Sponsor RUU tersebut, Trent Franks, R-Ariz., dan lainnya berpendapat bahwa terdapat bukti – sebuah klaim yang menurut Partai Demokrat tidak terbukti – bahwa janin dapat merasakan sakit setelah lima bulan, sehingga membenarkan larangan aborsi di kemudian hari.

Pengadilan federal membatalkan larangan aborsi selama 20 minggu di Arizona pada bulan Mei, dengan mengatakan bahwa undang-undang tersebut melanggar hak perempuan untuk mengakhiri kehamilan sebelum janin dapat hidup. Viabilitas umumnya dianggap dimulai pada 24 minggu.

Sekitar sembilan negara bagian lain telah memberlakukan larangan serupa dan menghadapi tantangan pengadilan.

Komite Nasional Hak untuk Hidup mengatakan undang-undang negara bagian lainnya dan RUU Franks didasarkan pada model NRLC berdasarkan bukti bahwa bayi yang belum lahir memiliki kapasitas untuk mengalami rasa sakit. Dicatat bahwa usia 20 minggu pasca-konsepsi yang digunakan dalam pengukuran ini setara dengan 22 minggu kehamilan berdasarkan sistem penanggalan yang banyak digunakan.

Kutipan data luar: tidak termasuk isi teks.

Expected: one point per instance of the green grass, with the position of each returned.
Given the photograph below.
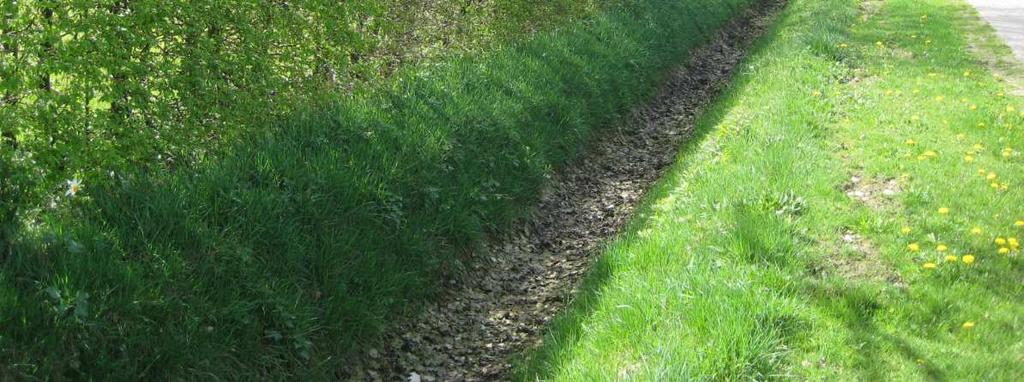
(303, 242)
(736, 268)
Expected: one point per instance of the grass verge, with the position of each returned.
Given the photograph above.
(851, 210)
(301, 244)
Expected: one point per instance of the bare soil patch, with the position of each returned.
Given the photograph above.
(875, 193)
(501, 306)
(857, 259)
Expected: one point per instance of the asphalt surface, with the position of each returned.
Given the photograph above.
(1008, 18)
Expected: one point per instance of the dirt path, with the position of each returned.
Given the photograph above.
(1007, 16)
(502, 306)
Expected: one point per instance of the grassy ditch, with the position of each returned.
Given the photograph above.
(303, 242)
(852, 211)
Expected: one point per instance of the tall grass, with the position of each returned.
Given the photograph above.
(303, 242)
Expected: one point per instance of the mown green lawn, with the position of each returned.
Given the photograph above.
(849, 210)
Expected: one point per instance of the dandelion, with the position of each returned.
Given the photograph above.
(74, 185)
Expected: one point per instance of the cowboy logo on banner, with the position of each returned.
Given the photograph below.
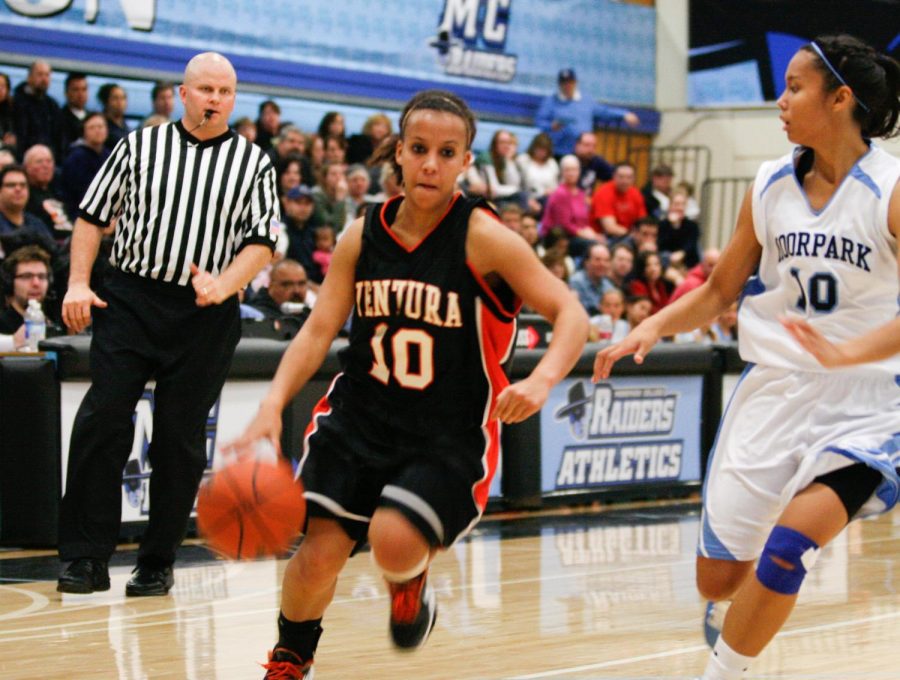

Para pemimpin Kaukus Pro-Choice DPR, Louise Slaughter, DN.Y., dan Diana DeGette, D-Colo., mengatakan bahwa pada saat para pemilih ingin Kongres fokus pada pekerjaan dan perekonomian, ” sebaliknya, mayoritas DPR telah memutuskan sekali lagi untuk melanjutkan perangnya terhadap perempuan.”

Partai Demokrat menunjukkan bahwa 22 anggota Partai Republik di Komite Kehakiman adalah laki-laki.

Franks menimbulkan kontroversi lain selama debat komite ketika, sebagai tanggapan terhadap amandemen Partai Demokrat yang membuat pengecualian terhadap larangan aborsi dalam kasus pemerkosaan dan inses, dia menyatakan bahwa kejadian pemerkosaan yang menyebabkan kehamilan “sangat rendah”.

Reputasi. Zoe Lofgren, D-Calif., mengatakan pernyataan itu “menakjubkan” dan Partai Demokrat dengan cepat membandingkannya dengan pernyataan mantan anggota DPR. Todd Akin, R-Mo., yang kampanyenya untuk kursi Senat di Missouri gagal tahun lalu setelah menyatakan bahwa tubuh perempuan mampu mengakhiri kehamilan jika terjadi “pemerkosaan menurut undang-undang”.

Franks kemudian mengatakan apa yang ingin dia katakan adalah bahwa aborsi di kemudian hari, seperti aborsi yang dilarang berdasarkan undang-undangnya, jarang merupakan akibat dari pemerkosaan.

RUU tersebut memang memberikan pengecualian untuk menyelamatkan seorang wanita hamil yang hidupnya terancam oleh penyakit fisik akibat kehamilannya, namun Partai Republik menolak amandemen Partai Demokrat untuk memperluas pengecualian tersebut hingga mencakup pemerkosaan, inses, atau penyakit yang tidak terkait dengan kehamilan.